Pourquoi les banques continuent-elles à s’accaparer le marché de l’assurance emprunteur ?
Parce que ce service « assurantiel » leur rapporte beaucoup d’argent, les établissements de crédit déploient une énergie folle à truster, coûte que coûte, ce marché ! Avec 85 % de contrats souscrits au sein de leurs réseaux, ces derniers continuent donc à se frotter les mains. C’est indéniable. Les consommateurs, pourtant de mieux en mieux informés, continuent – par pression ou par méconnaissance de la règlementation – à signer les yeux fermés…
Avec l’avènement de la loi Lemoine et le vaste élan de communication qui en découle depuis l’été 2022, la situation pourrait progressivement s’inverser.
Indéniablement, le marché de l’assurance de prêt est fort juteux. Et cela ne date pas d’hier.
Faut-il rappeler que les banques sont en première ligne pour placer leurs contrats d’assurance de prêt dit « contrats groupe » parce que ces derniers s’inscrivent dans le prolongement immédiat du crédit qu’elles consentent à leurs Clients.
Ensuite, il faut savoir que les banques prêteuses sont systématiquement « clauses bénéficiaires » de ces contrats (cela fait l’objet d’une mention explicitement stipulée dans les contrats). Ainsi, en cas de décès ou de PTIA (Perte Totale et Irréversible d’Autonomie) de l’emprunteur, le remboursement intégral du capital restant du a lieu en direction de la banque et non envers l’héritier légal de l’assuré décédé ou handicapé (conjoint par exemple). Ce qui est somme toute normal dans une logique de couverture du risque, risque porté quasi exclusivement par le banquier-prêteur dans une opération immobilière (sauf apport important de la part des Clients).
Il faut savoir, enfin, que ce produit est aujourd’hui l’un des plus margeant du marché ! Les montants sollicités en terme de prêt immobilier sont certes importants – on parle parfois de plusieurs millions d’euros comme à Paris – mais, proportionnellement, l’accidentologie est assez faible. Dans un contexte de guerre des taux, le produit « garantie emprunteur » est donc pour les banques une manière de compenser leur manque à gagner au niveau du crédit lui-même. Pour faire simple, la banque baisse ses taux de crédit mais « se refait » sur les contrats d’assurance de prêt qu’elle commercialise. A tel point que fin 2017, un nouveau rebondissement est survenu dans le feuilleton de l’assurance emprunteur. En effet, la Fédération Bancaire Française (FBF) a introduit une demande auprès de l’Etat pour empêcher l’accès à tous les emprunteurs à ce marché nouvellement libéralisé. Les banques et certaines compagnies d’assurance (celles appartenant aux banques en l’occurrence) ont ainsi fait pression sur le Conseil Constitutionnel pour obtenir l’annulation de l’extension prévue à l’article 10 de la loi n°2017-203 du 21 février 2017. Parmi leurs arguments, les acteurs financiers ont considéré les nouvelles dispositions comme contraires aux articles 4 et 16 de la Déclaration des Droits de l’Homme et du Citoyen (rien que ça) qui garantissent le droit au maintien de l’économie des conventions, légalement conclues. Un argument peu convainquant sous forme de baroude d’honneur puisque le Parlement n’a finalement rien cédé et a entériné le nouveau texte au profit des assurés.

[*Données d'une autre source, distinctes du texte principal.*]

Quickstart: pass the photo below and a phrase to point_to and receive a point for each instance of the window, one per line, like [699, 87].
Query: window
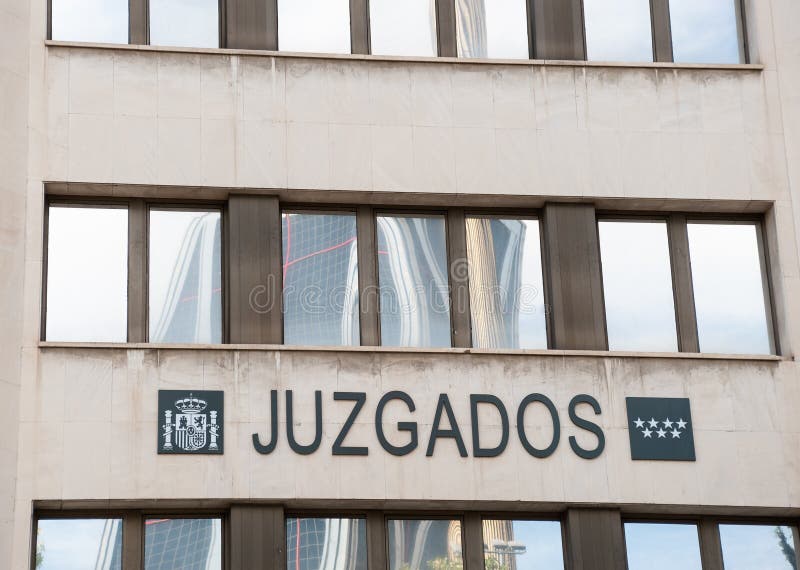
[425, 544]
[185, 274]
[706, 32]
[412, 274]
[522, 545]
[314, 25]
[66, 544]
[326, 544]
[320, 279]
[87, 274]
[637, 286]
[618, 30]
[766, 547]
[187, 23]
[505, 283]
[653, 546]
[493, 28]
[183, 543]
[403, 28]
[101, 21]
[729, 290]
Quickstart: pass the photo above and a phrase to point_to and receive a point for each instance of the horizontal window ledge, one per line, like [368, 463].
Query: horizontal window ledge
[408, 59]
[409, 350]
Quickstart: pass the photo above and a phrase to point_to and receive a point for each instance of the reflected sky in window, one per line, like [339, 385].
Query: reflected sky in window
[637, 286]
[187, 23]
[765, 547]
[728, 288]
[101, 21]
[618, 30]
[406, 27]
[87, 274]
[704, 31]
[653, 546]
[492, 28]
[321, 26]
[523, 545]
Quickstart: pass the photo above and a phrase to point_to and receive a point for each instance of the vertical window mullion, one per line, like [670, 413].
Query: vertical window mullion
[685, 315]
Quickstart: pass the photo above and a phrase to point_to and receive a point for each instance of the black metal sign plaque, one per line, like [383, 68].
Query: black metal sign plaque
[190, 421]
[660, 429]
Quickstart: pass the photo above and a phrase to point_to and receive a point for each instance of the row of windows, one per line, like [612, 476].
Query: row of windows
[615, 30]
[412, 544]
[87, 280]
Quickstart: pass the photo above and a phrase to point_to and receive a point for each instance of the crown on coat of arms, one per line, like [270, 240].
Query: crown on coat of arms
[191, 405]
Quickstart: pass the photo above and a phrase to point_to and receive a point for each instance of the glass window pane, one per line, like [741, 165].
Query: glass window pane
[618, 30]
[492, 28]
[183, 543]
[403, 28]
[766, 547]
[320, 280]
[187, 23]
[637, 285]
[705, 32]
[425, 545]
[662, 546]
[412, 272]
[78, 544]
[321, 26]
[728, 289]
[185, 277]
[87, 274]
[522, 545]
[326, 544]
[101, 21]
[505, 283]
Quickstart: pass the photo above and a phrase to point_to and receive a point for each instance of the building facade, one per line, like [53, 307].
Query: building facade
[412, 285]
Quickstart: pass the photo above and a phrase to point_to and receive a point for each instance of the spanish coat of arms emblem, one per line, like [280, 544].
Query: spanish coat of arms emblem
[190, 422]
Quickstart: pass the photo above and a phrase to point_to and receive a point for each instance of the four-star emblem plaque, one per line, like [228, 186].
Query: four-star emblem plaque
[190, 422]
[660, 429]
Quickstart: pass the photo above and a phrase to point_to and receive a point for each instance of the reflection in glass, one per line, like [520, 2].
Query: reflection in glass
[320, 280]
[187, 23]
[193, 544]
[78, 544]
[637, 285]
[403, 28]
[766, 547]
[185, 277]
[100, 21]
[729, 292]
[505, 283]
[321, 26]
[662, 546]
[618, 30]
[87, 274]
[412, 272]
[492, 28]
[522, 545]
[425, 545]
[705, 32]
[326, 544]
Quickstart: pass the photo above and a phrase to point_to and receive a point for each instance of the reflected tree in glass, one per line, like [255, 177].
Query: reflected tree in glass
[406, 27]
[506, 283]
[412, 273]
[320, 279]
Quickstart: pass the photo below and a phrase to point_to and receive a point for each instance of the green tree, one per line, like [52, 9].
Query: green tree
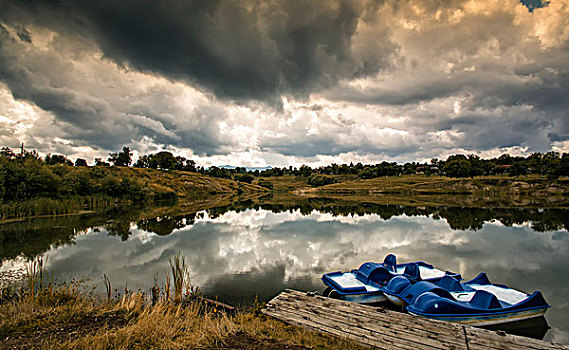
[53, 159]
[162, 160]
[123, 158]
[80, 162]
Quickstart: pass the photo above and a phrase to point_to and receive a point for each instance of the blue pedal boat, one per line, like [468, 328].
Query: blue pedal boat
[365, 284]
[477, 302]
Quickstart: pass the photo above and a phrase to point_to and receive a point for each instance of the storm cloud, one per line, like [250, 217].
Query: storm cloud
[283, 82]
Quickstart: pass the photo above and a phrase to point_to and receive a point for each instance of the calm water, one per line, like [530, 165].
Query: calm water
[235, 253]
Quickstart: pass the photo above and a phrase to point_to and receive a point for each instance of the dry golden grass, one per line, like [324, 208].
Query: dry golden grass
[44, 316]
[85, 323]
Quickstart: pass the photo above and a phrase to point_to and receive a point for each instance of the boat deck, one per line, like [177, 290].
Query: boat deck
[386, 329]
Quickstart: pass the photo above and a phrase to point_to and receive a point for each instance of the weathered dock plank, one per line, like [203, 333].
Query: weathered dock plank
[386, 329]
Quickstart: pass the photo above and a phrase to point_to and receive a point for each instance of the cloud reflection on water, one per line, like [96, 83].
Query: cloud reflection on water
[258, 252]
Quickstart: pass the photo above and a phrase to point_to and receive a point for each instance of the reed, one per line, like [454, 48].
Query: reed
[62, 317]
[180, 276]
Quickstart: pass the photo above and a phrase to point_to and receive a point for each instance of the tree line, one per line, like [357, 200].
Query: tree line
[27, 175]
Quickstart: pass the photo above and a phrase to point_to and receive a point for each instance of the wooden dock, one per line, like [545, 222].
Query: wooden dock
[386, 329]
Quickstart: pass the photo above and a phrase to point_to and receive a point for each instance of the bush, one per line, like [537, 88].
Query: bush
[244, 178]
[265, 184]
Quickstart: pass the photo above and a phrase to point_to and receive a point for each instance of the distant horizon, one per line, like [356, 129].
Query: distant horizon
[284, 83]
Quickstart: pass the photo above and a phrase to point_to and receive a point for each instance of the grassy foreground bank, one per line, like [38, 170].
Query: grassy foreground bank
[42, 315]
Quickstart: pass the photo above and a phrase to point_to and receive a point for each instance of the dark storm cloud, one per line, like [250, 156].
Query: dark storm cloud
[237, 49]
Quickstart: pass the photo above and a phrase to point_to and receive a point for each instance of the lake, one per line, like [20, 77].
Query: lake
[245, 250]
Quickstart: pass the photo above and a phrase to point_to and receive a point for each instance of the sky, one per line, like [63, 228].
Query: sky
[285, 82]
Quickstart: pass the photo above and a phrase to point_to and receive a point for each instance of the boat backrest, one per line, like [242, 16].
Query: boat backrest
[450, 284]
[389, 262]
[373, 272]
[412, 272]
[485, 300]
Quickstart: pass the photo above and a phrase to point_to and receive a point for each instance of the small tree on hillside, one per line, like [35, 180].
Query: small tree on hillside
[123, 158]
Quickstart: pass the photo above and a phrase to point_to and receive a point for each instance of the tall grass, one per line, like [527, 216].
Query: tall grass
[60, 317]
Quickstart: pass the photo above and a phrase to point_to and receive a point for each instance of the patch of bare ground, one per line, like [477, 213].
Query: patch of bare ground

La loi Bourquin (2018) a ensuite prolongé le mouvement jusqu’à la loi Lemoine de juin 2022 qui a fini la libéralisation totale d’un marché que les banques ne lâchent toutefois pas. En effet, elles réforment leur stratégie en revoyant la politique tarifaire de leurs contrats groupe (à la baisse en l’occurrence) ou signent des accords avec certaines compagnies pour proposer, elles aussi, des contrats en délégation.